To decide which password manager is right for you, you have to consider some questions:

  • Which devices/computers do you wish to have such functionality?
  • How many passwords do you want to save?
  • What additional features do you want [password generation, extra security, etc]?
  • How much are you willing to pay to get the full features, etc?
  • How safe do you feel using a given product [keeping in mind its background, the company producing it, etc]?

The advantage of using password managers is that you can store some/all of your passwords in a way that does not require constant recall. This means you can use longer, more complicated passwords and update them more often without having to worry about forgetting your password or having trouble remember exact details.

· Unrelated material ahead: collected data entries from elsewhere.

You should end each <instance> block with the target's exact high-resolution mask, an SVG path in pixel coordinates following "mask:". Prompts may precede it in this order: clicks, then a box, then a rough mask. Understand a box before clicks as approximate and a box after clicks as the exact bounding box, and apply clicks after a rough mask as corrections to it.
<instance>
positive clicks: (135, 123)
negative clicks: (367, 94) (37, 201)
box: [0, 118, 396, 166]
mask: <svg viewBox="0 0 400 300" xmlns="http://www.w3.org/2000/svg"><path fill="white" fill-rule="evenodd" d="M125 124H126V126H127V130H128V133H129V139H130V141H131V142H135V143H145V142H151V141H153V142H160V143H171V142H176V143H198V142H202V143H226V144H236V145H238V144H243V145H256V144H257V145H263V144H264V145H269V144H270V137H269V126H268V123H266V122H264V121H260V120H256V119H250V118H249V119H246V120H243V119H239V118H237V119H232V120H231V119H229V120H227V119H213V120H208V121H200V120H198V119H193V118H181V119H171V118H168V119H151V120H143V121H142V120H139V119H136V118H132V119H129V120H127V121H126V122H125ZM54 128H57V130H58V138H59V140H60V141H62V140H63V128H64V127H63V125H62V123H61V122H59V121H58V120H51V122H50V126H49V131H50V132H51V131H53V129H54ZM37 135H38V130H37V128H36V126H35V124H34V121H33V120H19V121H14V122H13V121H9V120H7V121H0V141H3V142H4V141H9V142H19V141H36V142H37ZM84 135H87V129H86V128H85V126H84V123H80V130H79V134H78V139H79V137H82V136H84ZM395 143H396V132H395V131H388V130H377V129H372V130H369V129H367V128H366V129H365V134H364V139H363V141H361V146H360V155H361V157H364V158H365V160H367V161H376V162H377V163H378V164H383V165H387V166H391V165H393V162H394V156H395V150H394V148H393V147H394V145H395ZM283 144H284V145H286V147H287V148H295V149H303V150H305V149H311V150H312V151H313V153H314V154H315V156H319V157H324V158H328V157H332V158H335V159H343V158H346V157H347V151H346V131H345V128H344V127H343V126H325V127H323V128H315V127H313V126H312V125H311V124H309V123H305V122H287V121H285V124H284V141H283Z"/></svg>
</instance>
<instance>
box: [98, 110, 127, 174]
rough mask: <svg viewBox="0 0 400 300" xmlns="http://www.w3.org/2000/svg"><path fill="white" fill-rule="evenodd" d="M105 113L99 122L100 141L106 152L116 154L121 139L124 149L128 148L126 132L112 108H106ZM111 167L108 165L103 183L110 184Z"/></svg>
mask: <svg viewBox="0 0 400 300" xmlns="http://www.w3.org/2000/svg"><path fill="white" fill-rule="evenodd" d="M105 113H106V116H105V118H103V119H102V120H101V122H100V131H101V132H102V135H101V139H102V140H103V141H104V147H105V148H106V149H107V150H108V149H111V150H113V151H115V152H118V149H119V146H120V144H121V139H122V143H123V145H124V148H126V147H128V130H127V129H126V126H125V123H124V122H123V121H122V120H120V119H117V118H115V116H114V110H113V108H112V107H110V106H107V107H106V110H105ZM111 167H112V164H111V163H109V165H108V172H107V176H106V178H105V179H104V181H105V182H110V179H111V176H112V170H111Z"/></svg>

With sometimes built in password generation, this makes password managers a valuable tool if you have lots of online accounts (and most of us do, nowadays). 

Disadvantages include sometimes having to pay to keep access to your passwords [though, again, most have a free version you can use indefinitely], having to trust a third-party to manage some of your most important data with that data being accumulated into a potential security breakpoint [admittedly, most password managers use some pretty hefty encryption], having times when you do not have access to your password manager [e.g., giving a presentation in a conference room and needing to log into your account to get your files], and sometimes running into specific site/service glitches where the password manager fails to retrieve the password or the right one. 

If you do use a password manager [and you might see them recommended regularly] then definitely keep your password/details for logging into the manager itself extra secure. 

Even if you use a password manager to better handle your passwords [or allow Google Chrome, etc, to manage them for you] it is still recommended that you identify passwords that you might need even if you lose access to your manager. This way you can enter said passwords when you need. This also helps to overcome issues like using some accounts on devices like Rokus or through apps like Steam where a password manager may not work or may not recognize the login process.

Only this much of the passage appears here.